Fig. 1.

Native L. hesperus MA silk protein diffusion measured by PFG-STE NMR. (A) Gradient echo magnetic resonance image (GRE-MRI, 18.8 T) of 300-µm-thick cross-section slice of the L. hesperus spider abdomen at the coronal cross-section orientation. Red box indicates one of the two MA glands, which were removed by dissection from L. hesperus spiders for all subsequent NMR, DLS, and cryo-TEM analysis. (B–D) PFG-STE NMR data. (B) Self-diffusion coefficient (D) vs. interpulse delay (Δ) for MA silk protein at native gland conditions (concentration ∼35 wt %, pH ∼7). Strong Δ dependence is observed, and the decreasing D as a function of Δ illustrates that diffusion is restricted at native conditions (MSD ∼300 nm). (C) D vs. Δ for the MA silk protein dope following dilution in 4 M urea (concentration ∼10 wt %, 48 h in urea).

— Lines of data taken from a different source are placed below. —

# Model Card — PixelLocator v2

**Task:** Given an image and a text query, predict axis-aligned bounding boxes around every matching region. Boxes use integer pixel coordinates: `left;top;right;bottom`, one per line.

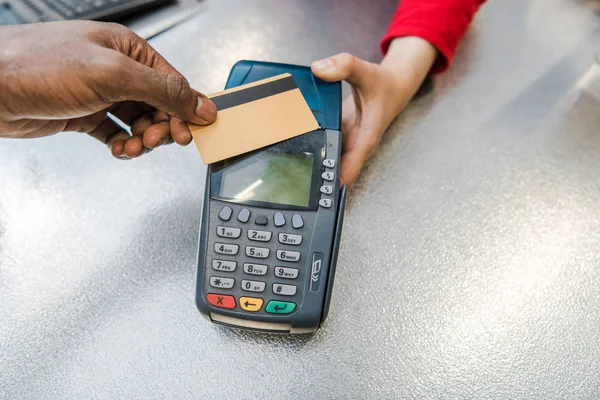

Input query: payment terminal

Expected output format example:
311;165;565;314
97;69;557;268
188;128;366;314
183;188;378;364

195;61;346;333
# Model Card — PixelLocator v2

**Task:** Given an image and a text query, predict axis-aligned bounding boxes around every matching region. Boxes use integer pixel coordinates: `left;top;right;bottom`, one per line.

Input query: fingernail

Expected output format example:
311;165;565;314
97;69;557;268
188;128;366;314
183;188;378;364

196;96;217;123
114;146;130;160
312;58;334;71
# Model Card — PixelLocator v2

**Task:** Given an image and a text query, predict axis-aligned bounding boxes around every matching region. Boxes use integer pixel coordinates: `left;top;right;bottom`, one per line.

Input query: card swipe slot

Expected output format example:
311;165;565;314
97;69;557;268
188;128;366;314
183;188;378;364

210;76;298;111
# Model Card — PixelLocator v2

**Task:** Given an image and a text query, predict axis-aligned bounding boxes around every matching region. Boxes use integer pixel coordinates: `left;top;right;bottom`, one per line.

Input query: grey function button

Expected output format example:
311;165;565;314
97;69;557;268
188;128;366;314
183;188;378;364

278;233;302;245
237;208;251;223
212;260;237;272
210;276;235;289
274;212;286;227
255;215;268;226
291;214;304;229
277;250;300;262
274;267;299;279
319;199;332;208
272;283;297;296
244;263;268;275
218;206;233;221
320;185;333;195
215;243;239;255
247;230;272;242
246;246;270;259
323;159;336;168
322;171;334;181
216;226;241;238
241;280;266;292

The Δ dependence is no longer observed, indicating diffusion is not restricted following solubilizing in urea. (D) MA silk protein D measured by PFG-STE NMR as a function of protein concentration in 4 M urea (48 h). The extracted self-diffusion coefficient at infinite dilution is 10.7 × 10⁻⁸ cm²/s (r_H ∼ 19 nm).